Essentially it holds the information about players in a game. So we have a unique id for this instance of a player in a game. Then an id that is FK to game table, and an id that is FK to player table. There is also some other irrelevant stuff. Something like this:
Table players_games
| id | 12564
| player_id | 556
| game_id | 156184
What I want to do is find how many occurrences there are of a player playing with another. So, if player1 is in the same game as player2, they have played together once. There are 2+ players in a game.
So what I want to do is populate a new table, that holds three values: player_lo, player_hi, times_played.

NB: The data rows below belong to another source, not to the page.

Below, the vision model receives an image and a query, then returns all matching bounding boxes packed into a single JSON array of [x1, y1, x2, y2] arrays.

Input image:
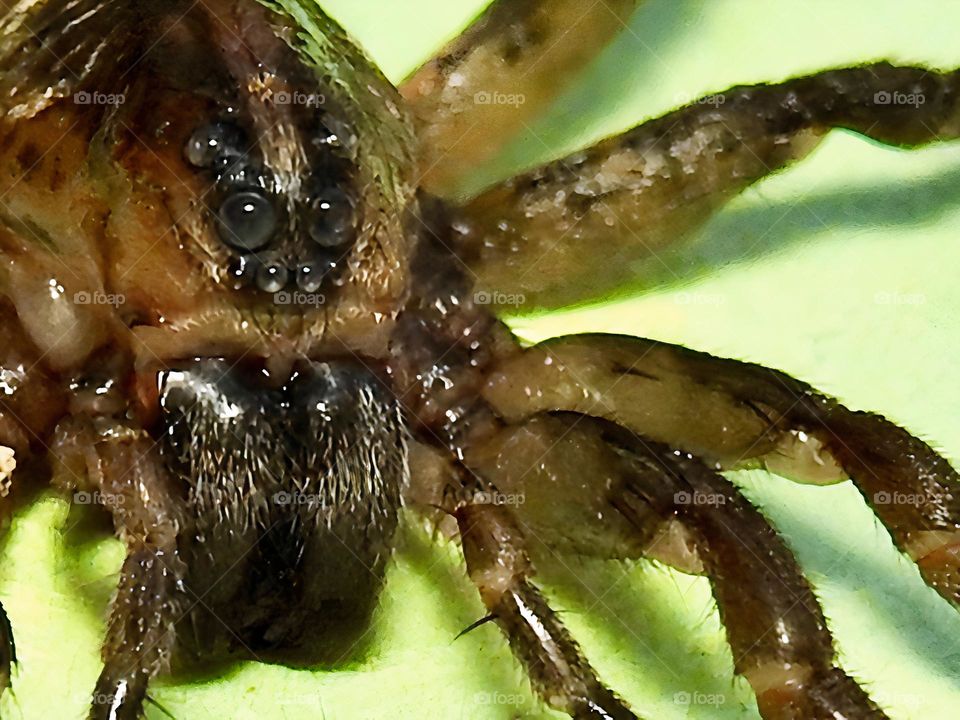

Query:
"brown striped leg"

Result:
[[455, 486, 637, 720], [55, 417, 185, 720], [484, 335, 960, 603], [605, 423, 886, 720], [400, 0, 638, 195], [436, 413, 885, 720], [451, 64, 960, 310]]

And either have one row for each pair and the number of times they played, or if it ends up being more efficient, a row for each iteration and have the value set as 1 so these can be added together later, maybe distributed. So you might see something like:
p1, p2, 1
p1, p2, 1
And these get reduced later to:
p1, p2, 2
So I was wondering if there was some clever way to do this with SQL, or if there's SQL that can reduce my programming effort, before starting to write a slightly complex python script to do it.

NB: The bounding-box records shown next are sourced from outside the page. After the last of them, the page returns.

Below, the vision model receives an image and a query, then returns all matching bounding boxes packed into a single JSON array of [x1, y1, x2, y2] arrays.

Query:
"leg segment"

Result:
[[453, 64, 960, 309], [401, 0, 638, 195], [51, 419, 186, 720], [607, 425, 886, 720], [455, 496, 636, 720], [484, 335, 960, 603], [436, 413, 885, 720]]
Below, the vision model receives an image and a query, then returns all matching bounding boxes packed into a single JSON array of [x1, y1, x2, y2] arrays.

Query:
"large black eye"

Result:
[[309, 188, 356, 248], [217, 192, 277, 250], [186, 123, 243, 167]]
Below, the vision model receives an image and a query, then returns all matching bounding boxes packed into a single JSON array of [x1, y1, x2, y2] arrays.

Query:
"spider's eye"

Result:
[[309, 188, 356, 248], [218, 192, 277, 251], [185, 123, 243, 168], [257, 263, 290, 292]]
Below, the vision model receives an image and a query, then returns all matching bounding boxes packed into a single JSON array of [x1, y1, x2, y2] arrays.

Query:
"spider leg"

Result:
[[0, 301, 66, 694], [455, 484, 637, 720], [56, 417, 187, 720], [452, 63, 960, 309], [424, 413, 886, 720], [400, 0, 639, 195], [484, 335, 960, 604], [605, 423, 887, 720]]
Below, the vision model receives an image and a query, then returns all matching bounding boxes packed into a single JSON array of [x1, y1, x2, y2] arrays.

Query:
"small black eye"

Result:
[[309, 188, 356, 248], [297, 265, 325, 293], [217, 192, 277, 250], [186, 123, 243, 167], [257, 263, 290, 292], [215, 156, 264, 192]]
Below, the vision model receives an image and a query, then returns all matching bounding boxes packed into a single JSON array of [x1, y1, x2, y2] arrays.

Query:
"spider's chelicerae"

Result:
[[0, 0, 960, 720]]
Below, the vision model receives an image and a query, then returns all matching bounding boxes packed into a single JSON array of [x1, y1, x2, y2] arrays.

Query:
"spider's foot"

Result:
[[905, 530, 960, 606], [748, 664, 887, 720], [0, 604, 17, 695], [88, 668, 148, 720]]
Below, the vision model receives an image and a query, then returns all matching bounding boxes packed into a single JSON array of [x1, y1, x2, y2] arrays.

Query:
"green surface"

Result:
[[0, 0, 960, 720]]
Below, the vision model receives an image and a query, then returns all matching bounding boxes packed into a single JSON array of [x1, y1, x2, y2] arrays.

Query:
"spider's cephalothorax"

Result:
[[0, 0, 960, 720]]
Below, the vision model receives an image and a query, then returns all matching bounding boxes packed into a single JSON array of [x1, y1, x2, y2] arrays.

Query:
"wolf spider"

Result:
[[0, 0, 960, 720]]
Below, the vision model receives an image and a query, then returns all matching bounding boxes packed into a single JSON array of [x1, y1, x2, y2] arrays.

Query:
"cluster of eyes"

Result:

To do this, you need to do a self join on the player_games table. The first subquery is for the first player, and the second for the second player. The "first" player is the one with the lower player id.

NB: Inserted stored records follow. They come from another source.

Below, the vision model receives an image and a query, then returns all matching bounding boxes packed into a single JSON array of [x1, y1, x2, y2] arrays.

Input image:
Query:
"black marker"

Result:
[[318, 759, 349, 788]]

select pg1.player_id as player1, pg2.player_id as player2, count(*) as num_games
from (select distinct game_id, player_id
from players_games pg
) pg1 join
(select distinct game_id, player_id
from players_games pg
) pg2
on pg1.game_id = pg2.game_id and
pg1.player_id < pg2.player_id
group by pg1.player_id, pg2.player_id
Note that the join condition uses a "<" on the player ids. This is to prevent counting duplicates (so players A,B are not also counted as B,A).
Also, I added a "distinct" in the inner subqueries just in case a single player might appear more than once for a given game. Perhaps this is not necessary. To be sure, you should have a unique index on the composite key game_id, player_id.